Objective: Sunitinib is approved multinationally for the first-line treatment of metastatic renal cell carcinoma (mRCC). After mRCC progressed in patients, we escalated the sunitinib dose in selected patients and then retrospectively evaluated the efficacy and safety of dose-escalated sunitinib in these selected patients.
Methods: From January 2010 to January 2016, 288 patients with mRCC received sunitinib as first-line treatment. Treatment continued until radiologic progression occurred.
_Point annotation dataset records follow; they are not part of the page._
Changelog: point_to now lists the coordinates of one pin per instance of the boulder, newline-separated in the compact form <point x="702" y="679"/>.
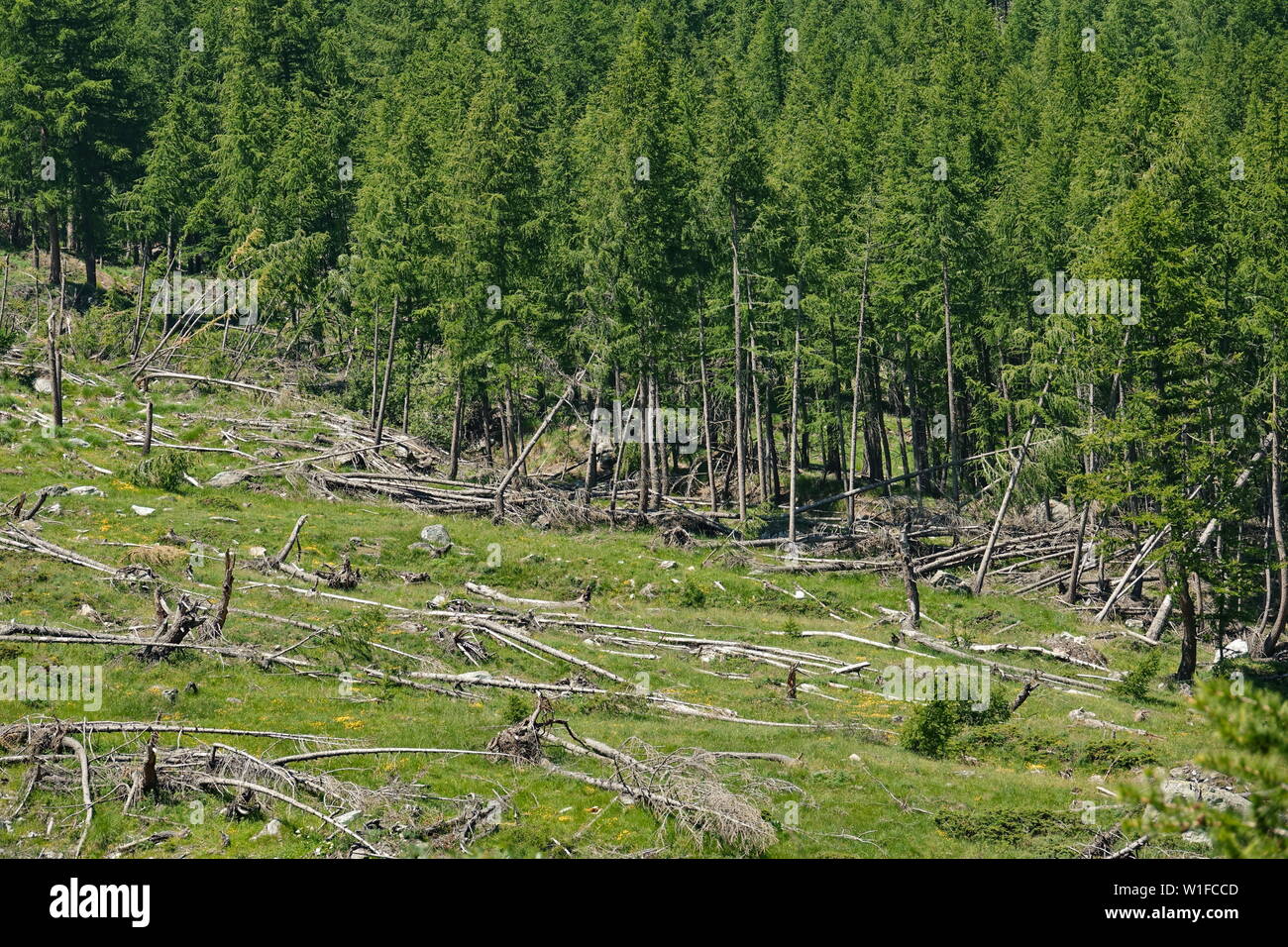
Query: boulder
<point x="436" y="535"/>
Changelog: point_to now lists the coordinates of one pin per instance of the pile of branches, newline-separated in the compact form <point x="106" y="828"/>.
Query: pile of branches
<point x="688" y="787"/>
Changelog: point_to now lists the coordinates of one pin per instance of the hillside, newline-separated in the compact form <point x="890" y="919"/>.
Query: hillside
<point x="669" y="630"/>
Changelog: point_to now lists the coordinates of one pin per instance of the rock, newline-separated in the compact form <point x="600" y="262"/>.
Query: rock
<point x="1205" y="792"/>
<point x="436" y="535"/>
<point x="271" y="830"/>
<point x="226" y="478"/>
<point x="86" y="611"/>
<point x="948" y="581"/>
<point x="429" y="548"/>
<point x="1077" y="647"/>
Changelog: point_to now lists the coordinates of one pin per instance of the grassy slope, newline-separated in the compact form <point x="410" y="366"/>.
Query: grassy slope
<point x="1012" y="800"/>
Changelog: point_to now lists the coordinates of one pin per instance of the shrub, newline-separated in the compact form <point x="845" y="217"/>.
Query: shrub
<point x="932" y="724"/>
<point x="1134" y="684"/>
<point x="931" y="728"/>
<point x="162" y="471"/>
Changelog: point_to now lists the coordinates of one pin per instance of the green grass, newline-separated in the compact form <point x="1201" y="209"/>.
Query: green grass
<point x="1005" y="789"/>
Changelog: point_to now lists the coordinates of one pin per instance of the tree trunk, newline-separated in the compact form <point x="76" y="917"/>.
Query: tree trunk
<point x="953" y="441"/>
<point x="791" y="462"/>
<point x="706" y="412"/>
<point x="1271" y="639"/>
<point x="739" y="442"/>
<point x="1189" y="629"/>
<point x="384" y="386"/>
<point x="454" y="457"/>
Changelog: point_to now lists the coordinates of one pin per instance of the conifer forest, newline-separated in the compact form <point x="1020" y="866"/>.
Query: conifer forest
<point x="643" y="429"/>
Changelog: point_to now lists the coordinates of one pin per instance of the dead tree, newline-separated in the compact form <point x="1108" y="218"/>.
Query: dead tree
<point x="910" y="581"/>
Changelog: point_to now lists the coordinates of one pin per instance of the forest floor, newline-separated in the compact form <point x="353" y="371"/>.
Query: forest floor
<point x="1013" y="789"/>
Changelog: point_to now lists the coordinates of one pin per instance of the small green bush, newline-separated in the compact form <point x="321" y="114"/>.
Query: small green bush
<point x="931" y="728"/>
<point x="692" y="594"/>
<point x="162" y="471"/>
<point x="932" y="725"/>
<point x="1134" y="684"/>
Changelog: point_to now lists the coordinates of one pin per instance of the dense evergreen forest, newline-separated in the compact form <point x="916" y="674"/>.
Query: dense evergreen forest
<point x="643" y="428"/>
<point x="951" y="248"/>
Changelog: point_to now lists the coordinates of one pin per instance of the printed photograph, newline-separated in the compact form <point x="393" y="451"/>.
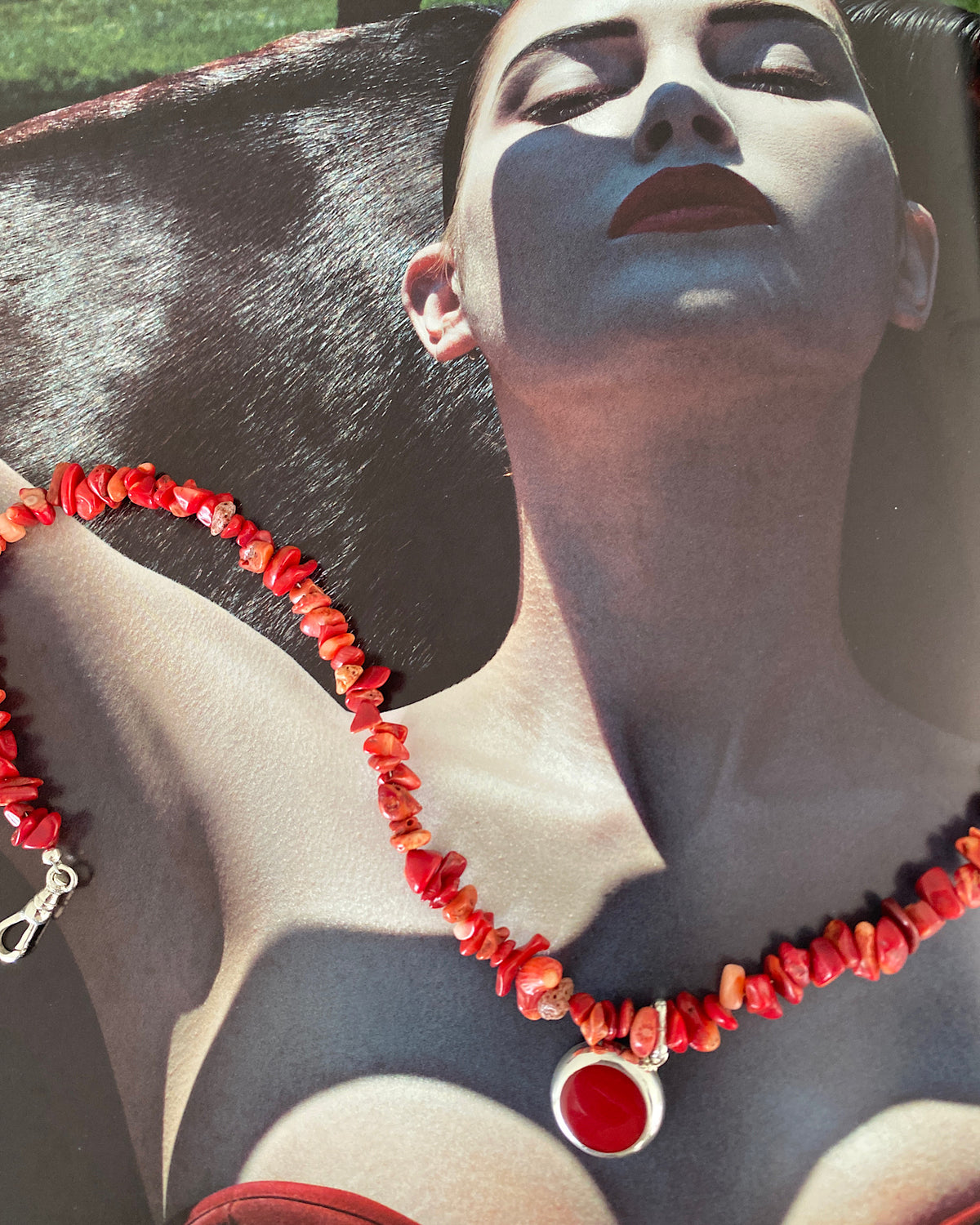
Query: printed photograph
<point x="490" y="610"/>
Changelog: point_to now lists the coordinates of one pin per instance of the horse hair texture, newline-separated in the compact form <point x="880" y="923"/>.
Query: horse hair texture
<point x="203" y="271"/>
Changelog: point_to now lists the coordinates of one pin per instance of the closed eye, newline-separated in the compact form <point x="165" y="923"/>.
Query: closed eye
<point x="563" y="107"/>
<point x="788" y="82"/>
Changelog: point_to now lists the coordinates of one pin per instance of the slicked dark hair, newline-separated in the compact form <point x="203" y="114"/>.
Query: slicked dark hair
<point x="205" y="272"/>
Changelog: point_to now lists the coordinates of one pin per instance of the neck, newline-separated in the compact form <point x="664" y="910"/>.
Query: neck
<point x="691" y="553"/>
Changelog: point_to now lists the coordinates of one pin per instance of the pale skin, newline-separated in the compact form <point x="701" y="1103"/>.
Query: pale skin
<point x="680" y="419"/>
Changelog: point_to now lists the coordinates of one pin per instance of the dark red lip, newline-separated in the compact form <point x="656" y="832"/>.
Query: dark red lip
<point x="690" y="198"/>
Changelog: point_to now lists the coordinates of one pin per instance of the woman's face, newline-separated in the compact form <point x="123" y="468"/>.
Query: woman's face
<point x="674" y="174"/>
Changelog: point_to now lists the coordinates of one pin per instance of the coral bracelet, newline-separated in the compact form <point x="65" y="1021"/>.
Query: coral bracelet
<point x="605" y="1092"/>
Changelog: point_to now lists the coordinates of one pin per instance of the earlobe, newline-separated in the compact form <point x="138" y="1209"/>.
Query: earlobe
<point x="430" y="296"/>
<point x="915" y="281"/>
When the disease progressed, 34 patients with mRCC who had mild or moderate adverse events and missed free second-line target therapy trials were escalated to sunitinib 50 mg once daily continuously. Dose-escalated treatment continued until the disease progressed again, the patient was unable to tolerate sunitinib, or the patient was willing to quit the sunitinib treatment.
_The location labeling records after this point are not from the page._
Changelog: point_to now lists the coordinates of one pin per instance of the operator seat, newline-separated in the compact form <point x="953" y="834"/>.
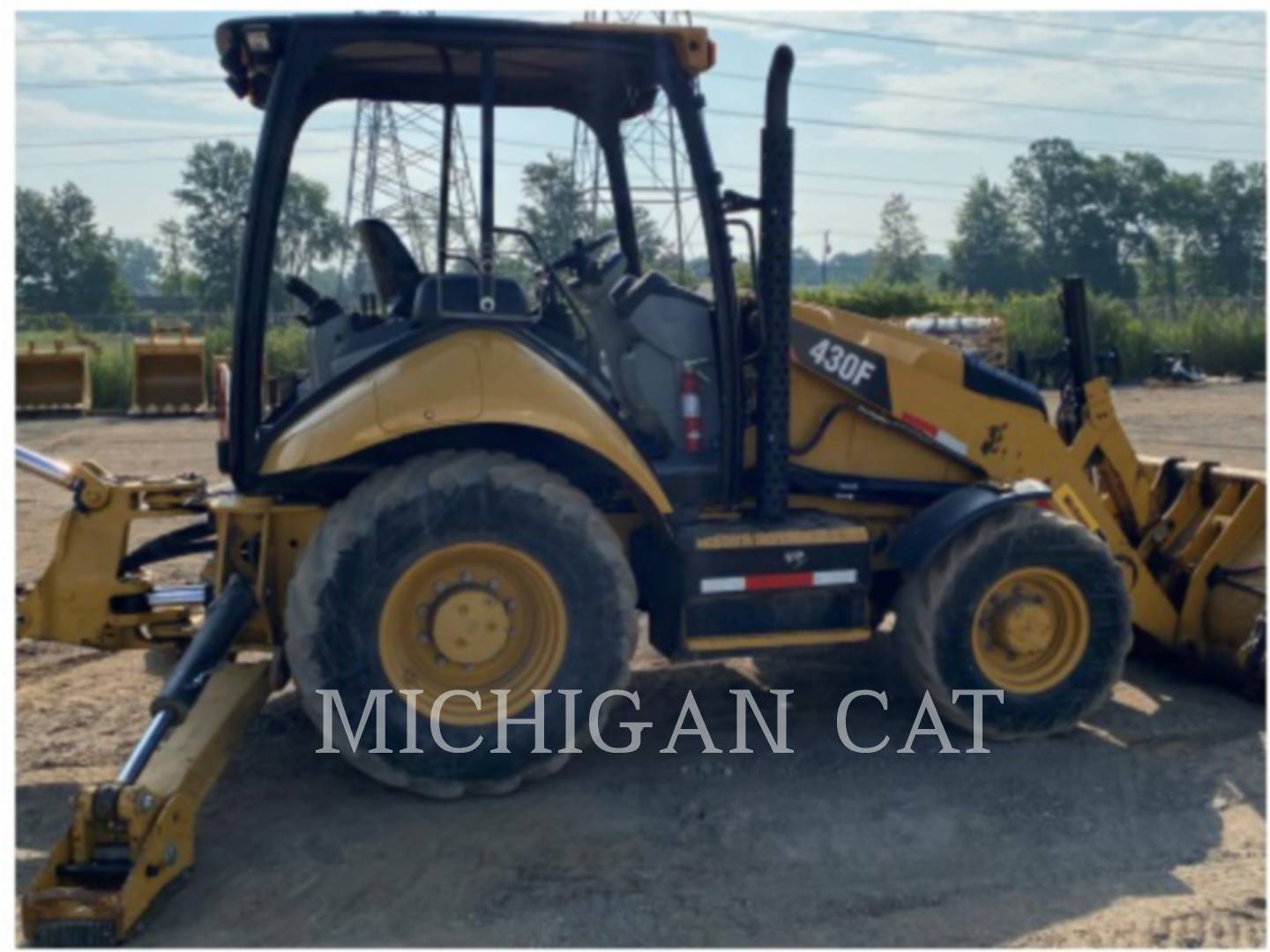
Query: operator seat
<point x="397" y="276"/>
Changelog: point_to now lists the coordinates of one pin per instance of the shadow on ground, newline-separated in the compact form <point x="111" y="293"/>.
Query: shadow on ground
<point x="817" y="847"/>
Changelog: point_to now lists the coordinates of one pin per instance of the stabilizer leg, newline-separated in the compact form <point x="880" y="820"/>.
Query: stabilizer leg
<point x="131" y="838"/>
<point x="127" y="842"/>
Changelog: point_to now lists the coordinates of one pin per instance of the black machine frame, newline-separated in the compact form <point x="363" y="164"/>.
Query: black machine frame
<point x="283" y="74"/>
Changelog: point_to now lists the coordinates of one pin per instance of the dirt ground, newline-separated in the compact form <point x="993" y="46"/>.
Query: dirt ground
<point x="1143" y="828"/>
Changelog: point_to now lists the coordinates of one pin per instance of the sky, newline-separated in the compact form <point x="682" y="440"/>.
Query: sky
<point x="1189" y="86"/>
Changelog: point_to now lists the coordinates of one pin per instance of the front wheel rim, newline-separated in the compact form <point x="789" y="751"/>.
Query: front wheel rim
<point x="1030" y="629"/>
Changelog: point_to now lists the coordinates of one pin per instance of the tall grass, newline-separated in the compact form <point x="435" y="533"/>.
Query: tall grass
<point x="1223" y="338"/>
<point x="111" y="367"/>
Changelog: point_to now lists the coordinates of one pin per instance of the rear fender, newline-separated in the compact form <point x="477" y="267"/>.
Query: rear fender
<point x="462" y="380"/>
<point x="934" y="527"/>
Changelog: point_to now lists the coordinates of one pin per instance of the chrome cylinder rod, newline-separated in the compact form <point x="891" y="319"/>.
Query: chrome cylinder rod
<point x="46" y="467"/>
<point x="145" y="747"/>
<point x="178" y="596"/>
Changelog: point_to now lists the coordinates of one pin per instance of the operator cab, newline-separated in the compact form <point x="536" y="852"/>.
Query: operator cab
<point x="646" y="344"/>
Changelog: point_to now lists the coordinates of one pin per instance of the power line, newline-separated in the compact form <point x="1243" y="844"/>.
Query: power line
<point x="992" y="103"/>
<point x="92" y="84"/>
<point x="1166" y="152"/>
<point x="155" y="38"/>
<point x="1179" y="152"/>
<point x="1113" y="31"/>
<point x="751" y="78"/>
<point x="1149" y="65"/>
<point x="811" y="173"/>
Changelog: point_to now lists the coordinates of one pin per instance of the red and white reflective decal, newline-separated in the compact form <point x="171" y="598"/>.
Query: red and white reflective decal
<point x="779" y="580"/>
<point x="943" y="437"/>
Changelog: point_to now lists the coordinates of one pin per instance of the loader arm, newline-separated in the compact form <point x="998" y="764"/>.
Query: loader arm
<point x="1189" y="539"/>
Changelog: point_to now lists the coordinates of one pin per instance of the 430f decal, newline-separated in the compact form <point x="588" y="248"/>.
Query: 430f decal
<point x="846" y="365"/>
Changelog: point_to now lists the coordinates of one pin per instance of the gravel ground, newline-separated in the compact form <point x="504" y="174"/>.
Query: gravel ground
<point x="1143" y="828"/>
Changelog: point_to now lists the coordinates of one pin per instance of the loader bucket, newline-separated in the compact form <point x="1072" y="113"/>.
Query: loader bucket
<point x="54" y="381"/>
<point x="1209" y="553"/>
<point x="169" y="372"/>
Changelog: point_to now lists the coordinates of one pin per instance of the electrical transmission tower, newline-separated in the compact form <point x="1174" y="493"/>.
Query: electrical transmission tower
<point x="395" y="175"/>
<point x="655" y="160"/>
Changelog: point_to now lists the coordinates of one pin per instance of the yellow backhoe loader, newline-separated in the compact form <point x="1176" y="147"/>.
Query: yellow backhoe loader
<point x="478" y="485"/>
<point x="57" y="380"/>
<point x="169" y="374"/>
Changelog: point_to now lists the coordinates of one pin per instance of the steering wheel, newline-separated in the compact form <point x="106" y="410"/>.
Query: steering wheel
<point x="578" y="259"/>
<point x="320" y="309"/>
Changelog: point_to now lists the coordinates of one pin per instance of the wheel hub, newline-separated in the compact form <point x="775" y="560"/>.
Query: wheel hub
<point x="470" y="626"/>
<point x="1024" y="626"/>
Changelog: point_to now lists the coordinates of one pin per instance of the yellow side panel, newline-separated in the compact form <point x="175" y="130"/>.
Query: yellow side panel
<point x="478" y="376"/>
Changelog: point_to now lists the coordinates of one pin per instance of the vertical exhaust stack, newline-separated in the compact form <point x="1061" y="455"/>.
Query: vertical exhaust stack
<point x="773" y="265"/>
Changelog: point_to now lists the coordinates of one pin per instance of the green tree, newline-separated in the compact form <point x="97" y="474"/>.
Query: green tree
<point x="990" y="253"/>
<point x="900" y="245"/>
<point x="64" y="262"/>
<point x="308" y="230"/>
<point x="1074" y="212"/>
<point x="140" y="264"/>
<point x="554" y="211"/>
<point x="175" y="280"/>
<point x="1226" y="244"/>
<point x="215" y="187"/>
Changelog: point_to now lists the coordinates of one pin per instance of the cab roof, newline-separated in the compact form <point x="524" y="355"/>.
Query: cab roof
<point x="580" y="68"/>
Results: All 34 patients (median age, 55 years [range, 28-67 years]; 28 [82.4%] males; 6 [17.6%] females) with confirmed metastatic clear-cell RCC, received an escalated dose of sunitinib and were evaluated for toxicity and response. During treatment at the regular sunitinib dosage, 9 (26.5%) patients achieved partial response and 25 (73.5%) patients had a stable disease condition. With dose-escalated sunitinib, 2 (5.9%) patients achieved partial response, 27 (79.4%) patients had stable disease, and the disease still progressed in 5 (14.7%) patients. Tumor size was reduced in 10 (38.2%) patients. Median progression-free survival was 11.2 months (95% confidence interval [CI], 5.2-17.2 months) with the regular dose of sunitinib. During dose-escalated sunitinib treatment, the median progression-free survival was 4.1 months (95% CI, 2.3-5.9 months). Median overall survival was 25.0 months from the initiation of sunitinib treatment (95% CI, 16.0-34.0 months). During dose escalation, grade 3 adverse events consisted of hand-foot syndrome, fatigue, mucositis, and diarrhea. All grade 3 adverse events were relieved by supporting and symptomatic treatment. No grade 4 adverse events occurred.
Conclusion: Sunitinib was efficacious in the treatment of mRCC. For patients who tolerated sunitinib well, the dosage could be cautiously increased to gain better treatment benefit.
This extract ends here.